Cinquième épisode : à l’hôpital.
Les « gens du désert » se moqueront longtemps d’un certain Nadir
Dendoune, journaliste français, d’origine algérienne et fier
d’avoir poussé en Seine-Seine-Denis. Non pas seulement parce que
nous avons passé des moments inoubliables, mais surtout parce
que j’ai eu un problème avec mes parties intimes. Tout le monde,
du villageois au ministre du tourisme, connait désormais mon
histoire.
La douleur m’a pris d’un coup, en sortant du bus, on venait de
passer la journée dans les alentours de Taghrit, au sud ouest de
l’Algérie, en plein cœur du Sahara.

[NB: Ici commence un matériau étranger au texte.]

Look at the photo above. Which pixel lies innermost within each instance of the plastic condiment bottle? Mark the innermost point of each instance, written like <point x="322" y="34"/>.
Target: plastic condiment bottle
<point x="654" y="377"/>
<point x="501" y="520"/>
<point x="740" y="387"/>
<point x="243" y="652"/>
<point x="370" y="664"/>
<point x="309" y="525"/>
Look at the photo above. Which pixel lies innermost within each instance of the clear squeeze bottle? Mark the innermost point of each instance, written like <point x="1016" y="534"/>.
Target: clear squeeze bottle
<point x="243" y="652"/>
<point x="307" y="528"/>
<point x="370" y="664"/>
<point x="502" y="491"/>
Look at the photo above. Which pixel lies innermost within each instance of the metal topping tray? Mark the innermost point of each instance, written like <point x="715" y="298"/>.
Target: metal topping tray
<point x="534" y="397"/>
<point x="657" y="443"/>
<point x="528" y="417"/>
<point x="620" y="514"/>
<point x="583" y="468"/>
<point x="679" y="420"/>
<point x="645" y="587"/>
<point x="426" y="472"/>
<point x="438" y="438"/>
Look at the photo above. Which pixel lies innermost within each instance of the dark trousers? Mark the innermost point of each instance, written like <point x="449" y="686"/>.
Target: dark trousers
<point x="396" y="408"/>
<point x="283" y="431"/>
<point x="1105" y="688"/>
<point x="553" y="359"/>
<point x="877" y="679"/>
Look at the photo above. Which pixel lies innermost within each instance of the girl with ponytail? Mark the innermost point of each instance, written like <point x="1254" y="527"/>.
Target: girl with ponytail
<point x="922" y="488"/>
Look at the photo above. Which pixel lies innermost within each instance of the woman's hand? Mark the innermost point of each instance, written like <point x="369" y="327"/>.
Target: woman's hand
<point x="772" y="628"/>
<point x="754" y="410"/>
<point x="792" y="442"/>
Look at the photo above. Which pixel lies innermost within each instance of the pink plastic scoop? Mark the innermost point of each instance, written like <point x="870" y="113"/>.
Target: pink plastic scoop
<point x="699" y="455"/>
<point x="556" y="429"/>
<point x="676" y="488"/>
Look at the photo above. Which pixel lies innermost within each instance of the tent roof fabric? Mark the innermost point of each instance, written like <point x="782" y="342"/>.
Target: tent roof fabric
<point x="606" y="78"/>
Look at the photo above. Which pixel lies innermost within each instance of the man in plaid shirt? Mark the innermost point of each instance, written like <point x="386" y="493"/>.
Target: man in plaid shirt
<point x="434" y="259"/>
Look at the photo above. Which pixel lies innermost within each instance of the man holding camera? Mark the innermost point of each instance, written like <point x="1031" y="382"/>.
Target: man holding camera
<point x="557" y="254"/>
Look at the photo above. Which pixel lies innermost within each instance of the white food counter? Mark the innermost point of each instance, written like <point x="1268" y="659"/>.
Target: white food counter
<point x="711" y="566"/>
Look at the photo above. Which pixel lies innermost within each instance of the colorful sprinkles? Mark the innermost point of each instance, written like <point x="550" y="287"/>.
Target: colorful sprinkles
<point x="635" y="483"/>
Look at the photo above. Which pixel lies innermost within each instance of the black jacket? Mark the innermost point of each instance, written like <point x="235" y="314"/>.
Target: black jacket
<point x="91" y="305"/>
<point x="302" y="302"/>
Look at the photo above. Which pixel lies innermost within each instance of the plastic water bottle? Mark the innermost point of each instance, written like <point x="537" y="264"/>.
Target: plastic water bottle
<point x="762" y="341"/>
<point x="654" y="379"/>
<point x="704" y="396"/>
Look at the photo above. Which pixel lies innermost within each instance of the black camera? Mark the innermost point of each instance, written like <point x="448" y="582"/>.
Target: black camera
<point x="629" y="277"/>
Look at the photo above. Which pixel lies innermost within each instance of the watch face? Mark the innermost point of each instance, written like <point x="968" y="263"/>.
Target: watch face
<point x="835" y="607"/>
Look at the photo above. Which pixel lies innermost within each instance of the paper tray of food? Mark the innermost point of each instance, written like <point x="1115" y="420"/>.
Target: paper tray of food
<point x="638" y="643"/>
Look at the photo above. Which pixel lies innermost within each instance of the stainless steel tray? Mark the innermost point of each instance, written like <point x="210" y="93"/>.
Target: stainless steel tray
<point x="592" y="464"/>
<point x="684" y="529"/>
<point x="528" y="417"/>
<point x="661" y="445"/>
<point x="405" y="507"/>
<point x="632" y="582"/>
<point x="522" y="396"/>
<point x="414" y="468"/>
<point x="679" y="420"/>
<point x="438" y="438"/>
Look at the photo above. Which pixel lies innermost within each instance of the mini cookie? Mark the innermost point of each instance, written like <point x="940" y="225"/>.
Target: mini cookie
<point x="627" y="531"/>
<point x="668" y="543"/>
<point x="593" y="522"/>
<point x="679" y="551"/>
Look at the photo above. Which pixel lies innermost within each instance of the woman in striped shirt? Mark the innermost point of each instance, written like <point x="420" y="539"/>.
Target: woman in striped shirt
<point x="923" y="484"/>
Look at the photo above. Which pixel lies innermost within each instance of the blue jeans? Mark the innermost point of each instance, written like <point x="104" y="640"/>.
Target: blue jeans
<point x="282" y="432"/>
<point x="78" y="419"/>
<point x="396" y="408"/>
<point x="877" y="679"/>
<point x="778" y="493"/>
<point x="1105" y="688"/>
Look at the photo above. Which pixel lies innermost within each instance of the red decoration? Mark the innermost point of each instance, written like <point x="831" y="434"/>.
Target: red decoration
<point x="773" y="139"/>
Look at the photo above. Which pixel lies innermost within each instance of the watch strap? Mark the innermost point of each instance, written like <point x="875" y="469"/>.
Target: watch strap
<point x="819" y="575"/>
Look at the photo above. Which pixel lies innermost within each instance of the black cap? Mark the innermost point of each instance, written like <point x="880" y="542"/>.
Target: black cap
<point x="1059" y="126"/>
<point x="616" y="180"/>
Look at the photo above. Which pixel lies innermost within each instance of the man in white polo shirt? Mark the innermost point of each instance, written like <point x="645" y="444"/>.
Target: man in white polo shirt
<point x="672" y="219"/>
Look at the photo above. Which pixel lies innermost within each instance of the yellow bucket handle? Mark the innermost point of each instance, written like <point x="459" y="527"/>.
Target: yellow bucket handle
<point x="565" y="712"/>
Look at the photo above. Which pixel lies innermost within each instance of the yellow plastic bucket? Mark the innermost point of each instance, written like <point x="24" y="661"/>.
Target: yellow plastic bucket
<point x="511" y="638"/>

Après avoir parcouru les
dunes de toute beauté et visité un musée géologique plein
d’intérêt, le bus nous a déposés à une centaine de mètres de
notre bivouac. J’ai descendu les deux marches du van et j’ai
senti comme un coup de couteau là où beaucoup d’hommes ont
l’habitude de fourrer leur main quand ils regardent un match de
foot. Je parle beaucoup de testicules dans ma vie de tous les
jours. J’avoue que parfois j’utilise un langage « beauf », à la
Bigard, j’en suis pas très fier.
J’ai marché trente secondes sur le sable et j’ai commencé à me
tordre dans tous les sens. J’ai placé ma main à l’intérieur de
mon slip pour vérifier si une boule ne s’était pas formée. En
juillet 2001, en plein hiver austral, à Sydney, je revenais d’un
surf avec un ami et mon testicule gauche avait fait des siennes.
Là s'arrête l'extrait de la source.